There’s a lot of pushback on DEI these days, with some major companies ending their DEI programs. This has been tied into the competence crisis, which is bullshit.
Let’s put the idea that there isn’t massive discrimination to rest. There have been many studies. One found that identical resumes from people with black names vs. people with white names had half the interview requests. A meta-study found the effect less overall: 24%.
Now I don’t know if DEI overcomes that, but modern studies don’t find any less of a gap, so I’m guessing “no”, though the effect on promotion may be more significant.
The obvious solution is to do something similar to the how orchestras evaluate musicians: they place them behind a screen, and they play their music. The evaluators don’t know who’s playing, or anything about them.
Modern technology makes this viable: wipe the resume of any identifying remarks and do the same with any testing. Have the interview with an avatar with a computer masked voice. If you really want to evaluate entirely on merit: their record and their abilities, that would be the way to do it.
The counter-argument is “cultural fit” and I’m not going to say that there’s nothing to it. The evidence is that diverse teams improve quality at the cost of speed and increased conflict but the benefits don’t accrue for teams which don’t work together much. If you’re doing something you already know how to do, where quality isn’t much of a factor, speed is and team members don’t interact much anyway, then there’s a case for “cultural fit” teams.

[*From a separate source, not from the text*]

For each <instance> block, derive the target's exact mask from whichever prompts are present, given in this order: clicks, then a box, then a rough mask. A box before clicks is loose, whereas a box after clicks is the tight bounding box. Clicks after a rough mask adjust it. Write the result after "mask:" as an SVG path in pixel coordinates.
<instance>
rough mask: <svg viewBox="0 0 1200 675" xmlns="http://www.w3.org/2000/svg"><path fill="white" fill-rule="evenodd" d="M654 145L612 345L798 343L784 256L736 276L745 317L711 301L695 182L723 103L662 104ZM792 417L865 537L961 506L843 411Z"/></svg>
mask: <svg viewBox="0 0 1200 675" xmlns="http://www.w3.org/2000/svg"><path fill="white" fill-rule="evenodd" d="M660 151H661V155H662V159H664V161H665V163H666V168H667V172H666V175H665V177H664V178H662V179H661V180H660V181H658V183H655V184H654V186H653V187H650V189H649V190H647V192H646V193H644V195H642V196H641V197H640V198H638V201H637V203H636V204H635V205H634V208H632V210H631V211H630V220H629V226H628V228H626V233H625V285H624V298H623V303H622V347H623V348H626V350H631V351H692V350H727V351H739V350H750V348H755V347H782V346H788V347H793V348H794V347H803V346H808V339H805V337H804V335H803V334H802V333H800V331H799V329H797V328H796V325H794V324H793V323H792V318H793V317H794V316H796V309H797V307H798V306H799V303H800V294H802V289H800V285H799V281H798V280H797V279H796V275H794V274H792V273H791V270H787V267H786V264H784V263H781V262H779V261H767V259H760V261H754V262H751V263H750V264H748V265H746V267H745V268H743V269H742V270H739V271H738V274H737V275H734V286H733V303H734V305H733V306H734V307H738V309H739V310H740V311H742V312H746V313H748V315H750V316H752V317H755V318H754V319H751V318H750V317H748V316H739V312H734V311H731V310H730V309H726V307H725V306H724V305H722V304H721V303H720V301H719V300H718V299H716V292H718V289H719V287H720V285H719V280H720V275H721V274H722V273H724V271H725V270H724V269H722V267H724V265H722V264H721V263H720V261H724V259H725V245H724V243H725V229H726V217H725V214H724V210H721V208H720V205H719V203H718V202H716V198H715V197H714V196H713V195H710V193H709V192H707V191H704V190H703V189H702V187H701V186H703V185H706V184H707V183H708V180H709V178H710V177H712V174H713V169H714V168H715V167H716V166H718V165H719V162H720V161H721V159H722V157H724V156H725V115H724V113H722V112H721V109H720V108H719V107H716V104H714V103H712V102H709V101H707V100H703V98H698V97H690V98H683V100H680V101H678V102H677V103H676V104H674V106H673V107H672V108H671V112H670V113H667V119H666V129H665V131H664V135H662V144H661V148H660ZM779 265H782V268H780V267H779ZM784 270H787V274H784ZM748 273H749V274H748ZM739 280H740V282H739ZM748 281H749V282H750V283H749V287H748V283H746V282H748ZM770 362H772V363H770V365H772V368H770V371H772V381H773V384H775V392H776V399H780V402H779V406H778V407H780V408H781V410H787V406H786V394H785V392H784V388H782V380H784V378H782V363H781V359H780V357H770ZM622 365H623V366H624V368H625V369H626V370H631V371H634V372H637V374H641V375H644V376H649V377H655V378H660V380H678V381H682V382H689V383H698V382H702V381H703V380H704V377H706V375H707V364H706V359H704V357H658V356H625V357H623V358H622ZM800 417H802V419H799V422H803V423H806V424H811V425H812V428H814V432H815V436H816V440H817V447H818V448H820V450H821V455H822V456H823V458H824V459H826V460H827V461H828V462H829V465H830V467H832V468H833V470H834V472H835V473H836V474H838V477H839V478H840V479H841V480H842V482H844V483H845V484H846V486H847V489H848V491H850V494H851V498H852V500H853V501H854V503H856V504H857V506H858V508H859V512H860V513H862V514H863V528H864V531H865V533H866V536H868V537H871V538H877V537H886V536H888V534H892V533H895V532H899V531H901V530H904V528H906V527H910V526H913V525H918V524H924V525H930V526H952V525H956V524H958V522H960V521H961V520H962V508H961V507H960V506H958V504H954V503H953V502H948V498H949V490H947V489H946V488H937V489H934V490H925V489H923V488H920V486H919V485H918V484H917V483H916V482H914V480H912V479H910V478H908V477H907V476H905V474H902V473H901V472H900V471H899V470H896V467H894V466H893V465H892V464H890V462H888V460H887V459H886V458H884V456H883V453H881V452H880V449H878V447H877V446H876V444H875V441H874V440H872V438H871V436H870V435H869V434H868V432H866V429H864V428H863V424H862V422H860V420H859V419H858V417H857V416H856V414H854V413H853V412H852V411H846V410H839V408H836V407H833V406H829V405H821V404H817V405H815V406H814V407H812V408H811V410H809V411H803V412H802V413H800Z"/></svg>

But if you’re dealing with uncertainty, or quality is more important than speed, then a diverse team is probably better.
(Amusingly the evidence is that startup funds perform less well without diversity, but silicon valley hates diversity and prioritizes fit, which is one reason for their under-performance the last couple decades since the tech-bros took charge.)
I’m not a huge fan of DEI. It introduces a variable that shouldn’t matter. Problem is that variable already matters, and DEI is an effort to counter people hiring less competent people because of prejudice.
But there is another solution: one that prioritizes merit, at least for hiring (and it could be extended to some types of promotion decisions). Decisions based on blinding out gender and race.
If the real issue is merit and not something else, this is the obvious way to go. Strange how rarely it is suggested.